Vale o registro, a oposição também continua buscando de reencontrar depois das derrotas seguidas de Armando. Vale a pena insistir no petebista ou tentar achar um nome que busque simbolizar renovação, oxigenação, o novo? Se a resposta for a segunda, Miguel Coelho já está buscando programaticamente a viabilidade de seu nome.

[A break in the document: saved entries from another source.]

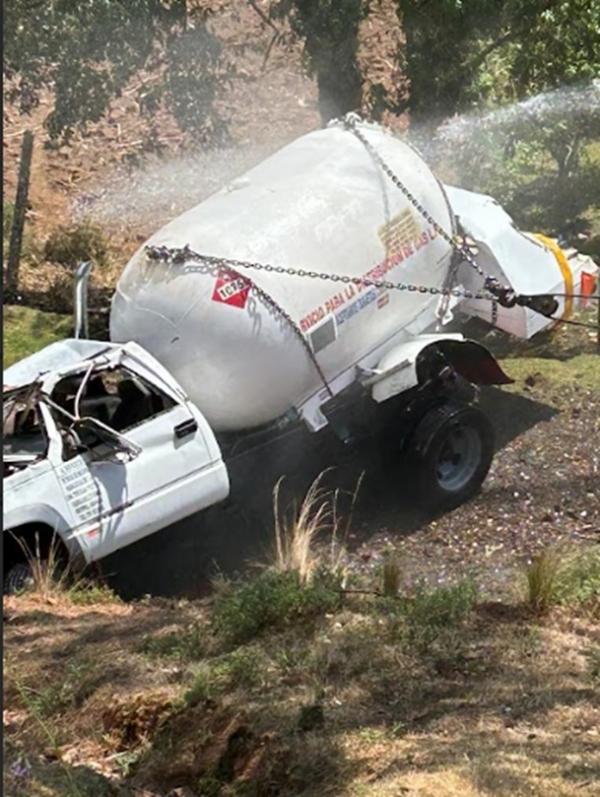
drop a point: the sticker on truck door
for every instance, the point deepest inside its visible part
(231, 288)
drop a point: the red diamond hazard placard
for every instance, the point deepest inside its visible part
(231, 288)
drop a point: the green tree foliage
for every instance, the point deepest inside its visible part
(461, 52)
(538, 157)
(86, 51)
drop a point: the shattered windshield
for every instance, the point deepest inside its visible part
(23, 430)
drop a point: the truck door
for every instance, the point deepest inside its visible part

A única certeza, esse momento deve estar acendendo não uma luz, mas um farol amarelo do tamanho do mundo no PSB. Isso porque a história pode contar daqui a alguns anos que essa eleição iniciou o fim de um ciclo com 16 anos – com os dois que restam a Paulo – de comando da legenda em Pernambuco. Também é possível que não, com o conto da maior virada da história das eleições de Recife, batendo João Paulo x Roberto Magalhães. Ainda poderemos ouvir que depois de Marília prefeita, o PSB acordou e conseguiu capitalizar administrativa e politicamente, mantendo-se com o trono do Palácio das Princesas.
Maa essa é a dificuldade de um texto avaliando fato não consumado. Começa com “e se”, tem muito “porém”, “quem sabe”, “se acontecer”. Conjectura, não crava. Projeta, não afirma. Assim, espere domingo que vem. No texto da noite de 29 de novembro, não haverá talvez…
Dois pés na campanha
Luciano Duque quer sair dizendo que ajudou a eleger duas prefeitas. Além de Márcia Conrado, de Serra Talhada, foi de mala e cuia para participar da reta final da campanha de Marília Arraes no Recife.
O segredo da virada
Para algumas lideranças socialistas, a campanha de João Campos deve ter mais inserção da grande liderança que foi Eduardo, além de identificar Marília com o PT, que tem teto no Recife. Lembrar de João da Costa e seu desmantelo. E estruturalmente “amarelar” o Recife nessa semana.
Sobrando
Os cinco prefeitos com maior percentual da eleição foram por ordem no Pajeú, Luciano Bonfim, de Triunfo, com 73,45%, Zé Pretinho, de Quixaba, com 72,53%, Luciano Torres, da Ingazeira, com 66,53%, Djalma da Padaria, de Solidão (66,21%) e Sandrinho Palmeira, de Afogados, com 64,15%.
Fio de cabelo
As disputas mais apertadas foram Nicinha 50,65% x 49,35% Flávio Marques em Tabira, Irlando Parabólica 51,92% x 48,08% de Filipe de Nael de Santa Cruz em Baixa Verde e Gilson Bento 52,49% x 47,51 de Zé Vanderlei.
Top 3
Das “marmotas eleitorais”, medalha de ouro para Faeca Melo, de Serra Talhada, com “temos pesquisas internas que dão empate técnico”. Prata para as desculpas de Nicinha de Dinca para faltar aos debates e bronze para “nossa carreata atendeu todas as exigências da legislação em vigor”, da campanha de Sandrinho Palmeira em Afogados.
Cadê o Delegado?
O promotor Romero Borja foi direto quando questionado por Anchieta Santos sobre o alto índice de homicídios em Tabira. “Não fomos procurados uma vez sequer pela Polícia Civil “. O MP promete uma força tarefa para uma atitude sobre o que tem ocorrido. O Delegado Thiago Souza, que ninguém ouve, tem sido criticado pela falta de respostas aos crimes.
Na mão
Alguns prefeitos socialistas do Pajeú tem sido muito duros com o comando do PSB, leia-se Sileno Guedes e Paulo Câmara. “Não recebemos um telefonema de um ou de outro. Ficamos à deriva “, reclama um reeleito. Sobre prioridade ao Recife e falta ao interior.
Frase da semana:
“Prefeitura não é pirulito para estar dando de presente para um menino”.
De Marília Arraes atacando João Campos no debate da TV Clube.